Nous connaissons une crise de modèle liée à deux phénomènes : d’une part la distance entre la décision publique et la vie des gens, d’autre part une concentration des services justifiée par la rareté de l’argent public. Sur ces sujets, au conseil départemental, nous ne lâchons rien. Ce qui n’a pas vocation à être centralisé doit être déconcentré. Pour se faire opérer du coeur, on va dans un CHU, évidemment ; mais au quotidien, il faut offrir des services qui répondent aux besoins des gens. C’est pourquoi je refuse de fermer le moindre service du département. Il faut des collèges, des commerces et des transports partout. Notre marque résume notre ambition : « 100 % Côte-d’Or ». Il y a ceux qui pensent qu’il y a d’un côté la métropole, de l’autre le département ; les mêmes existent au niveau national, qui pensent qu’il y a Paris d’un côté, la province de l’autre. Cette vision n’est pas la mienne. En refusant de changer de modèle, on paupérise et on affaiblit le territoire, on crée des concentrations urbaines dont ne veulent plus les gens avec des phénomènes de violence qu’on ne maîtrise pas.

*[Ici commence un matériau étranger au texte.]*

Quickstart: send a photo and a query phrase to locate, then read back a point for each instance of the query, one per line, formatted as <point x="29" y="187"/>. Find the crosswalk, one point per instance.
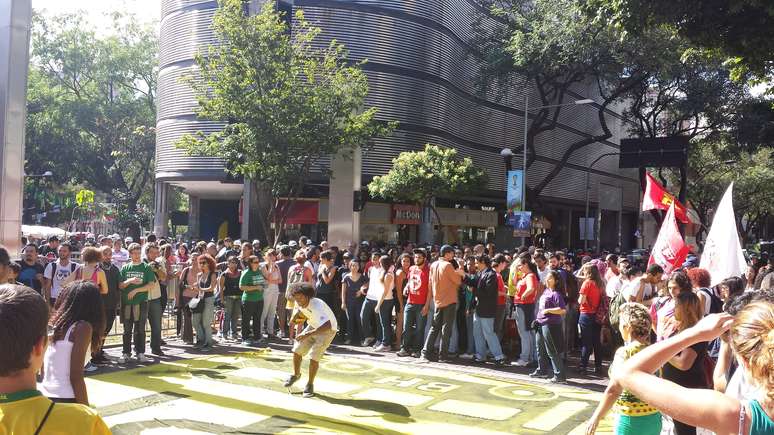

Donc le numérique, c’est bien une chance pour la Côte-d’Or…
C’est sûr ! La Côte-d’Or, je veux en faire un laboratoire de la vie au XXIe siècle. Nous pouvons offrir les services de demain tout en garantissant un cadre de vie exceptionnel. Nous répondons à l’envie d’équilibre de l’homme moderne. Par exemple : nous avons des traditions formidables, des productions agricoles et alimentaires de très grande qualité, un artisanat qu’il est de notre responsabilité de préserver. Eh bien les nouveaux outils numériques seront au service de cette tradition. Pourquoi ne pas créer des Amazon locaux, capables d’apporter du service de proximité, partout, à tous les habitants, mais aussi aux touristes qui viennent séjourner en Côte-d’Or ? Avec nos infrastructures de transport, le très haut débit et notre qualité de vie, nous avons tout pour réussir.
5 questions flash
Dijon, Ménétreux-le-Pitois, même combat ?
Même combat, même vie, même avenir.
Le parc national Champagne Bourgogne, c’est quoi ce machin ?
Une aventure fantastique. Une nouvelle chance de développement.
La France serait devenue moche, selon Télérama. Vous partagez ?
Alors préservons notre petit patrimoine. C’est un drame, cet héritage qui s’abîme.
Puisque l’homme moderne aime bouger, un aéroport à Dijon, ça aurait été sympa quand même, non ?
Encore un débat d’un autre temps. On a raté une belle occasion.
François Sauvadet, quand il est à Vitteaux, ça donne quoi ?
Partisan du cocooning ! On fait la fête avec les amis, on déguste du vin, on visite Alésia, les sources de la Seine, on marche le long du canal de Bourgogne. On est heureux. La Côte-d’Or est tellement belle.